Two years ago, in the summer of 2017, we co-produced a report about Rights with a group of people with dementia (the ‘Dementia Policy Think Tank’). This included lived-experience evidence about parking.  One of the group, Keith Oliver, travelled with Philly Hare to Geneva to present this report to the UN Committee on CRPD, and he also had a private conversation with the Rapporteur at which the Blue Badge issue was specifically raised. The Rapporteur was amazed that people with dementia had been denied access to this in England.

Keith and Philly Hare subsequently raised the issue again at a meeting with the Office of Disability Inclusion (ODI) in October 2017. Within months the Government launched a national consultation on the Blue Badge scheme.
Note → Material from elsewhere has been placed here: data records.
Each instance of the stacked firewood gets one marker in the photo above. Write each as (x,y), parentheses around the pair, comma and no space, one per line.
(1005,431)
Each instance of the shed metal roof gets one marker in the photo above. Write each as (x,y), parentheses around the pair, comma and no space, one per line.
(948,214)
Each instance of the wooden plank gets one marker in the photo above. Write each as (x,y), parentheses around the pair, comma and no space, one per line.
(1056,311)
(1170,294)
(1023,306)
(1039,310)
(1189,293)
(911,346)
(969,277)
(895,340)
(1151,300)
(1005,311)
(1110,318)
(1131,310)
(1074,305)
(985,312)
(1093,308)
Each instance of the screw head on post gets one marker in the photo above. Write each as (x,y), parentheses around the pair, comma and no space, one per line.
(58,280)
Meanwhile a group of people with dementia in Scarborough – called DEEP Vibes – were starting to campaign on the same issue, following a meeting of three Yorkshire-based DEEP groups to discuss ‘Our Right to Get Out & About’. People with dementia identified a number of problems that entitlement to the Blue Badge could do much to address. These included:

  • risks of abduction, abuse or a fall to the person left while their carer parks
  • getting lost, frightened, upset, panicky and perhaps aggressive
  • being unable to walk a long way from a normal parking space due to lack of road sense or poor balance
  • [when driving] having to park far away and forgetting later on where they parked.

 

There were also issues around application:

  • the medical tests were measures of physical ability rather than mental ability or need for supervision
  • questions on the form and in the Mobility test focused on physical ability, not the need for guidance and supervision
  • after you’ve been through “all that expense and confusion”, you may not even be awarded the badge
  • under-65s must be on benefit to qualify
  • decisions varied by area: postcode lottery
  • and the forms were too complicated

 

Spurred on by their growing understanding of their human rights, under the UNCRPD and the Equality Act, the group gathered a range of evidence and quotes. They then wrote to their MP, liaised with the local council, highlighted the issue in the local media and set up a petition which got well over 1000 signatures. The MP took the petition to Westminster and presented it to the Transport Minister.
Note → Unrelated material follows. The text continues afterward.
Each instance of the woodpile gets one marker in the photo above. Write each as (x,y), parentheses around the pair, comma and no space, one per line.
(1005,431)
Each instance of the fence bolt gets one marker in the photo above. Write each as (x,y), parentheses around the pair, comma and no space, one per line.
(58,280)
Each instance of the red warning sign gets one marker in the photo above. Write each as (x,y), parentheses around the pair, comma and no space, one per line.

The group also produced some photos with their messages on them.

 

Locally there was relatively quick success. The County Council agreed that people with dementia or their carers could now apply for a Blue Badge over the phone – and answer “cognitive questions” such as “How will a Blue Badge help you?”, “Do you want to give up and go home if things go wrong when you are out?”

The work done by the group also enabled us at Innovations in Dementia  to send in a very strong response to the Department for Transport when they opened the Government’s national consultation on the Blue Badge scheme in March 2018.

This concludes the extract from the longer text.